Last week we discussed how local authorities in Hull were calling for taxi drivers to have to take a course before being given their licence which teaches route planning, basic language and numerical skills, and the background of the city. Today we have seen that taxi drivers from Dundee in Scotland are also going back to school in order to work towards a qualification and help them to become even better at their trade.
The course, called Road Passenger Vehicle Driving, currently has eighteen taxi drivers that have just embarked on their first Level 2 SVQ module. The course will help taxi drivers develop their customer service skills, as well as information on how to improve safety whilst on the job. The course was created due to the fact that there had been complaints from members of the public, and the council wanted to address these problems before a new influx of tourists arrives to the area to see the newly built V&A museum and waterfront redevelopment.
Stewart Hunter, licencing committee convener at Dundee City Council announced the plans for the course earlier this month and said: “The vast majority of taxi drivers are excellent, but there is a small minority who have attracted complaints. We want visitors to have a good impression of the city. We do not want people’s first image of Dundee to be negative. Unfortunately, it turned out that some people weren’t happy with the attitude or helpfulness of some drivers. Some places down south have started offering these qualifications for taxi drivers, and bus drivers and long-distance lorry drivers already have to do things like this.
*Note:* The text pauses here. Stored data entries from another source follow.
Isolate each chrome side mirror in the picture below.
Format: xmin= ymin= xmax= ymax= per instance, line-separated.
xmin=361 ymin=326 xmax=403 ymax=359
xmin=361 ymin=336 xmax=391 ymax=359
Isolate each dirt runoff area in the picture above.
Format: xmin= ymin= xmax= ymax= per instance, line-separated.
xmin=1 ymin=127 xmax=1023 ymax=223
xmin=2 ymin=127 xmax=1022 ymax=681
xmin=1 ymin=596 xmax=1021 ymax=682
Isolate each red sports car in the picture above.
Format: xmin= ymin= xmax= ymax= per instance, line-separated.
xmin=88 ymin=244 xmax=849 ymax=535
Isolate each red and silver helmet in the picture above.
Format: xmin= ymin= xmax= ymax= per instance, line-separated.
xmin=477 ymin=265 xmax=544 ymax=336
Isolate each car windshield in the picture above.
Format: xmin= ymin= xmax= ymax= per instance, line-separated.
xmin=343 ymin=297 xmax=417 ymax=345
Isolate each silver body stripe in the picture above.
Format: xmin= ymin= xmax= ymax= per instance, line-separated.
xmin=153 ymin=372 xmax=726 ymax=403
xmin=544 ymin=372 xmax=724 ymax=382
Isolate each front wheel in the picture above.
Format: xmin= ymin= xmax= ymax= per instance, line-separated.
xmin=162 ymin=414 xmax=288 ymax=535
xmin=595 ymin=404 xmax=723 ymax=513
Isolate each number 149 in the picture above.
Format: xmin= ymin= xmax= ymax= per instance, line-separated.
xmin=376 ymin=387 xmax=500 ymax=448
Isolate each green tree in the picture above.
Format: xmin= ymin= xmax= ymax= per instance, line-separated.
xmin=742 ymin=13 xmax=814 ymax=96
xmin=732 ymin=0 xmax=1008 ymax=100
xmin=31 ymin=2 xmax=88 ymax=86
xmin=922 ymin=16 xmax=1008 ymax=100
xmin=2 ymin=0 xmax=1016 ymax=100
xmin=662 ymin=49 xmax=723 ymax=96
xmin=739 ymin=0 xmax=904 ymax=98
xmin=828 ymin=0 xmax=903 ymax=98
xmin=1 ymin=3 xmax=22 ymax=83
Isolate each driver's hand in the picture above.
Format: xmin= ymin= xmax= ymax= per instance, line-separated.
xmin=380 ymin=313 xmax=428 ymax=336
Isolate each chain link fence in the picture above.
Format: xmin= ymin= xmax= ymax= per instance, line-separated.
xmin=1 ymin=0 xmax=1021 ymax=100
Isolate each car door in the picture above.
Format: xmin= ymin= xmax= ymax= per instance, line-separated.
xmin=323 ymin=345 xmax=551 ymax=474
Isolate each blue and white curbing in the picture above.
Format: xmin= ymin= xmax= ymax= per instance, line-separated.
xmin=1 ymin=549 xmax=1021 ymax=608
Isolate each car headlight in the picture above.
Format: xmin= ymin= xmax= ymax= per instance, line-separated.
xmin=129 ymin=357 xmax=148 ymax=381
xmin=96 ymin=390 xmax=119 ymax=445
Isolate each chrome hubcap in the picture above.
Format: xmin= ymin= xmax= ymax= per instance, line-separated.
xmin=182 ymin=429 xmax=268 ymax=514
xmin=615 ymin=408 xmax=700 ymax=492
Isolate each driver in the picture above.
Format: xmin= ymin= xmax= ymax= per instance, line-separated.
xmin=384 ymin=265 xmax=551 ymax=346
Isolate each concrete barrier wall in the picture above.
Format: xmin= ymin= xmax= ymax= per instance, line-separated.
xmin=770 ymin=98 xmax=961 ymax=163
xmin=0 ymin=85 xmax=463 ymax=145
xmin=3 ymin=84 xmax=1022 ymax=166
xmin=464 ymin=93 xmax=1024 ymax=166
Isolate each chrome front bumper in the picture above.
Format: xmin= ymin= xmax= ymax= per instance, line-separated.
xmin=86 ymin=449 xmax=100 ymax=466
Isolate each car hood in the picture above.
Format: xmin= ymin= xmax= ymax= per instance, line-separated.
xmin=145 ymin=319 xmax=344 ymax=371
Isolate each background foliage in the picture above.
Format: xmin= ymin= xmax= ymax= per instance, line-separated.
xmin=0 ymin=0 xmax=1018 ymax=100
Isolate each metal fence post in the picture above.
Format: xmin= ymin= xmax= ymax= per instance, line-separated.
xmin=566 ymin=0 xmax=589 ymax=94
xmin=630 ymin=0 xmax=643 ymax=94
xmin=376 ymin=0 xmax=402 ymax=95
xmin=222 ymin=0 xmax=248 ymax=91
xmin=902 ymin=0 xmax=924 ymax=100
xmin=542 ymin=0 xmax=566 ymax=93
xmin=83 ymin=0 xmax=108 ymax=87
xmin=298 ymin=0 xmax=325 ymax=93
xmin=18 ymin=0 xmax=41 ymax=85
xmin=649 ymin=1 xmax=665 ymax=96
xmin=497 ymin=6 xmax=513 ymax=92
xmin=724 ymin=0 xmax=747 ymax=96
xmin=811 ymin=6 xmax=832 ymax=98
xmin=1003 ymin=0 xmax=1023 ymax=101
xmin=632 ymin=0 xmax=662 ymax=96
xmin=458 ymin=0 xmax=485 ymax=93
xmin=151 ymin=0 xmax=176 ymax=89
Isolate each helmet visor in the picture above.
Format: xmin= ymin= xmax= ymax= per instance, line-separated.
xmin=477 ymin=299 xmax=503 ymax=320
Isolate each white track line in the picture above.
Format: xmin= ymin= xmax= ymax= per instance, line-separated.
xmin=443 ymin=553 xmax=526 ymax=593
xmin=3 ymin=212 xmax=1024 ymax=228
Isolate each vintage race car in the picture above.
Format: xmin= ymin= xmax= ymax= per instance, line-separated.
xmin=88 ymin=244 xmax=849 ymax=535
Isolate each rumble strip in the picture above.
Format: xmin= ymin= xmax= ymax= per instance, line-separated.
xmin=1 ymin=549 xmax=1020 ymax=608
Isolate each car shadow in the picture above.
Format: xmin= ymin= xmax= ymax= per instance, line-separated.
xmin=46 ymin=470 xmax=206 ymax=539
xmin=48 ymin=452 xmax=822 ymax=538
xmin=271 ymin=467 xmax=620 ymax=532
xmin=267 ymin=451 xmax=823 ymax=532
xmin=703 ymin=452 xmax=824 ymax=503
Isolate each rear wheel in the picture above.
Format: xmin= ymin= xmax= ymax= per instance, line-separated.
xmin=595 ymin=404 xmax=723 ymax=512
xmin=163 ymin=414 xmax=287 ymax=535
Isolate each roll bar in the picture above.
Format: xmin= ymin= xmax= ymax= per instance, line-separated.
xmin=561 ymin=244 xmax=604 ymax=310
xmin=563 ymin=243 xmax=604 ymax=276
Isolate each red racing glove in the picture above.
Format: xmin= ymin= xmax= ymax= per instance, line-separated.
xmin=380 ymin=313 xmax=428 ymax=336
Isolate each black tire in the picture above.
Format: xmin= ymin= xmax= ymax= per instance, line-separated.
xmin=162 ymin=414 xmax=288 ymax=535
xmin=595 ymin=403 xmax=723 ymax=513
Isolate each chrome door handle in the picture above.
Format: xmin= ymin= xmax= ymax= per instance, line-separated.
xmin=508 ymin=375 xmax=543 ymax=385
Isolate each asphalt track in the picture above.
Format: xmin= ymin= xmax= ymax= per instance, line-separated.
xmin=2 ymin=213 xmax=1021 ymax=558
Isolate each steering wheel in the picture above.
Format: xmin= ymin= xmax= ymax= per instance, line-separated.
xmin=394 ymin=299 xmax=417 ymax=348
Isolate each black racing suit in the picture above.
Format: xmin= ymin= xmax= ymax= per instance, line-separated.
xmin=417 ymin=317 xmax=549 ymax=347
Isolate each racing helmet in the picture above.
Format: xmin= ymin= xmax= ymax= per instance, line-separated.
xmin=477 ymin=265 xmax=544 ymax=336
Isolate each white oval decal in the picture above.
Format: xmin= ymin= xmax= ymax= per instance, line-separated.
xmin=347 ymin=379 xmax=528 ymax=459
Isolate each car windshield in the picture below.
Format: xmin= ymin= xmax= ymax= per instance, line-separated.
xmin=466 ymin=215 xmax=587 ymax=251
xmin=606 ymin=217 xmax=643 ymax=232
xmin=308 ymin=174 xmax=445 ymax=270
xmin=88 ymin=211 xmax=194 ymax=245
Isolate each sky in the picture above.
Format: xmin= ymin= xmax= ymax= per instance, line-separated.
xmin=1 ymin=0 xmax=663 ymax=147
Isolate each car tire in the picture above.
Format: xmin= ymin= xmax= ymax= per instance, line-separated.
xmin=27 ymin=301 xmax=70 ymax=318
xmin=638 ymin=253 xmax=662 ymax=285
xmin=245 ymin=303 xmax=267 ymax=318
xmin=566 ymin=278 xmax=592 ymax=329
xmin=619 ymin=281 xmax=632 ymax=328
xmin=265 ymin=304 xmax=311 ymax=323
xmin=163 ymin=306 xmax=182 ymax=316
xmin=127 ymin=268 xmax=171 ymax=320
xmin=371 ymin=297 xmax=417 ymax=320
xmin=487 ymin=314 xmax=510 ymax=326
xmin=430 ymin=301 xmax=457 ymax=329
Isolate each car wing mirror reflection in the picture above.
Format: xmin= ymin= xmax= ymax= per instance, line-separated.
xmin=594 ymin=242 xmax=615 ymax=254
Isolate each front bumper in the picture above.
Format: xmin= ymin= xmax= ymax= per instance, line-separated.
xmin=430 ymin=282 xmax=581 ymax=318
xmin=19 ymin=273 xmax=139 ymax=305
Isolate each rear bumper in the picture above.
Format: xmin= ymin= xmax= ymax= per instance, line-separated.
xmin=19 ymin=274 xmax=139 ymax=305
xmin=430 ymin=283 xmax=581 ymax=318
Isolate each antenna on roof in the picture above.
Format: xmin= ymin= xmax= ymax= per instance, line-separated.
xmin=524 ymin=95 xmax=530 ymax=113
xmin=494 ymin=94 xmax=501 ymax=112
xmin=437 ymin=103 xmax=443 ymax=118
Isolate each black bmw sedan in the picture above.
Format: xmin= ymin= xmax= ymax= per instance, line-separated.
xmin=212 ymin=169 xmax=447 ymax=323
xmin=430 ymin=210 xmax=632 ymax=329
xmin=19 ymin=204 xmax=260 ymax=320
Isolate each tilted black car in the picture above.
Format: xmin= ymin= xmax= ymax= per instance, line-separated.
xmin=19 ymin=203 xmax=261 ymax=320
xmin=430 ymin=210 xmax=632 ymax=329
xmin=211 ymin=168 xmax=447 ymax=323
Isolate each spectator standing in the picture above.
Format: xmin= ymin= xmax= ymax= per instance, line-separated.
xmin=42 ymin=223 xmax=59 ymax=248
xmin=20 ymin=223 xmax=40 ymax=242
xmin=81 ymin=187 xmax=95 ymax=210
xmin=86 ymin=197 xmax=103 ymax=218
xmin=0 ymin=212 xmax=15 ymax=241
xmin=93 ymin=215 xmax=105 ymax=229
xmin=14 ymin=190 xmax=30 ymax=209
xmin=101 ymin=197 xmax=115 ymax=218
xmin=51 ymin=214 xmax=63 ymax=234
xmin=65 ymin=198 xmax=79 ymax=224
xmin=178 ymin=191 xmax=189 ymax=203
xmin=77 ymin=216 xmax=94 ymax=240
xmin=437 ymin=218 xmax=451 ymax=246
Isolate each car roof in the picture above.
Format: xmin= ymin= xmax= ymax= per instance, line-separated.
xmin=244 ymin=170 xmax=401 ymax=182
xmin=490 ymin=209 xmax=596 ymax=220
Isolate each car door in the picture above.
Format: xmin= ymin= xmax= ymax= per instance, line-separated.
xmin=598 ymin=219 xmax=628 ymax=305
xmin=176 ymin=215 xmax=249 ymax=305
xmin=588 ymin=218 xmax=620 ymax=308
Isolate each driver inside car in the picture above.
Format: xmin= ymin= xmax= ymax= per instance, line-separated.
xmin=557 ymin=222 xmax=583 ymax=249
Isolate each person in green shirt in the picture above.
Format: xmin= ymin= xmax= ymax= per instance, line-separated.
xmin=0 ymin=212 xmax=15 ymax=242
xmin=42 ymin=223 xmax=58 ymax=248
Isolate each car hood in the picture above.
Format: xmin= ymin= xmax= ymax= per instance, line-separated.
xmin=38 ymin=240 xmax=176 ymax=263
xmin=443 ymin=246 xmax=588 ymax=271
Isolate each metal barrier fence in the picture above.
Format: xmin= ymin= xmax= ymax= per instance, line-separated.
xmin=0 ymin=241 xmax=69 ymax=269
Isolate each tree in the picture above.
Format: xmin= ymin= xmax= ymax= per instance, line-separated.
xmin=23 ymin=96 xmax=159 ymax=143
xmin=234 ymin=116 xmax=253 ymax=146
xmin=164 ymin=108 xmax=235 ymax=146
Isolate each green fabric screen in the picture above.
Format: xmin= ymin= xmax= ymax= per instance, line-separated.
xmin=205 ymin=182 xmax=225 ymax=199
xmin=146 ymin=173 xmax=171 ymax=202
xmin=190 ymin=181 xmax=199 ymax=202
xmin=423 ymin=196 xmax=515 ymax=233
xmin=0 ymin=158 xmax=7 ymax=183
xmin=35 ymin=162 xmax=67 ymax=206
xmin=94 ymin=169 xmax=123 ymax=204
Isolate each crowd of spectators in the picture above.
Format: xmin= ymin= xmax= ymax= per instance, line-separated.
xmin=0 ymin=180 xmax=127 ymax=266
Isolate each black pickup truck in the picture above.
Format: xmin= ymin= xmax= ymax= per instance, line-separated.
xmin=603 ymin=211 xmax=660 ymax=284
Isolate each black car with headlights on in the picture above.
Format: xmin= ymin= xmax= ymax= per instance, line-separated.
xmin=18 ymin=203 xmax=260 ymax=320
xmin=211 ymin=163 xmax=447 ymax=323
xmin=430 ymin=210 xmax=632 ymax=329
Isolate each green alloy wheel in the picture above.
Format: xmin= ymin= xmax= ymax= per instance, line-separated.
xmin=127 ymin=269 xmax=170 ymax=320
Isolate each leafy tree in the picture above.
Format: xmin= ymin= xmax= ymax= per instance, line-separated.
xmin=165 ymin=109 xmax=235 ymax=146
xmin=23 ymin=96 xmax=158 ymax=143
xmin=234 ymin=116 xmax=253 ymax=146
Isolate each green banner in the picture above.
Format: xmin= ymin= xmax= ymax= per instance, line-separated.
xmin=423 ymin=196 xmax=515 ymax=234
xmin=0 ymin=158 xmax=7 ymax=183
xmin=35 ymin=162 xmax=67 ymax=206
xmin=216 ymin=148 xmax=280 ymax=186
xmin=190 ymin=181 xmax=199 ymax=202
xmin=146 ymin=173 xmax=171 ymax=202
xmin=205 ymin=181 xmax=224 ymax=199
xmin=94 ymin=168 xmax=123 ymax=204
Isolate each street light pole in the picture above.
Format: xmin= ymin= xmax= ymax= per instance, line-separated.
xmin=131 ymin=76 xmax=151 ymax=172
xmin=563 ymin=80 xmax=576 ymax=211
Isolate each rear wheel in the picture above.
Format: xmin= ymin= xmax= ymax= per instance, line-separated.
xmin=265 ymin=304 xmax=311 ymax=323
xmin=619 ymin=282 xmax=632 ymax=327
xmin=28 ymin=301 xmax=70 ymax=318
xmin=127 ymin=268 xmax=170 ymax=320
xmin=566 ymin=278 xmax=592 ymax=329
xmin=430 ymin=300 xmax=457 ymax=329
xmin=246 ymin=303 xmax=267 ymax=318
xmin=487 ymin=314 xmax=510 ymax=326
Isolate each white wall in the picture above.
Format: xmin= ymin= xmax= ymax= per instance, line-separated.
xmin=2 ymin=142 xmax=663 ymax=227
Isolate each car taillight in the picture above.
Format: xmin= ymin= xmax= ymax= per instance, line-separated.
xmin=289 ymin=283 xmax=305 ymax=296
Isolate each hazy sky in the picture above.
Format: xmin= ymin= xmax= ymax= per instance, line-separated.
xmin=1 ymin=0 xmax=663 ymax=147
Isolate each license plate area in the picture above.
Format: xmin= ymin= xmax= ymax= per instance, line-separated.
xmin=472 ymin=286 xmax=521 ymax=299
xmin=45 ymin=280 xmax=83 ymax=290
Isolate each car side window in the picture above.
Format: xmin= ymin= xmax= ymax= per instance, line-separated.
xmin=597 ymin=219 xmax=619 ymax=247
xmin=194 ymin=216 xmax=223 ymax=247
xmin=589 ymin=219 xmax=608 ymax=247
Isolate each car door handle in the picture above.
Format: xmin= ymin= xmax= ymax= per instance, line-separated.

The Government is also advising councils to put taxi drivers through some sort of training.”
“So between the council’s feedback from the public and the advice being given by the Government, it seems as though we’re going to be moving towards qualifications for drivers.” Customer service is an important part of the job for taxi drivers, as those that are known to be unhelpful may end up having fewer fares, eventually losing money and struggling to pay for their vehicle upkeep or taxi insurance.
One of the taxi drivers on the course and chairman of the Dundee Taxi Association, Graeme Stephen was positive about the new course and said: “The course went very well and a lot of interesting points came up. I’ve driven taxis for 20-odd years but there are always things to learn, especially the health and safety aspects we have to deal with. Those will help not only with passenger safety but also our own safety.”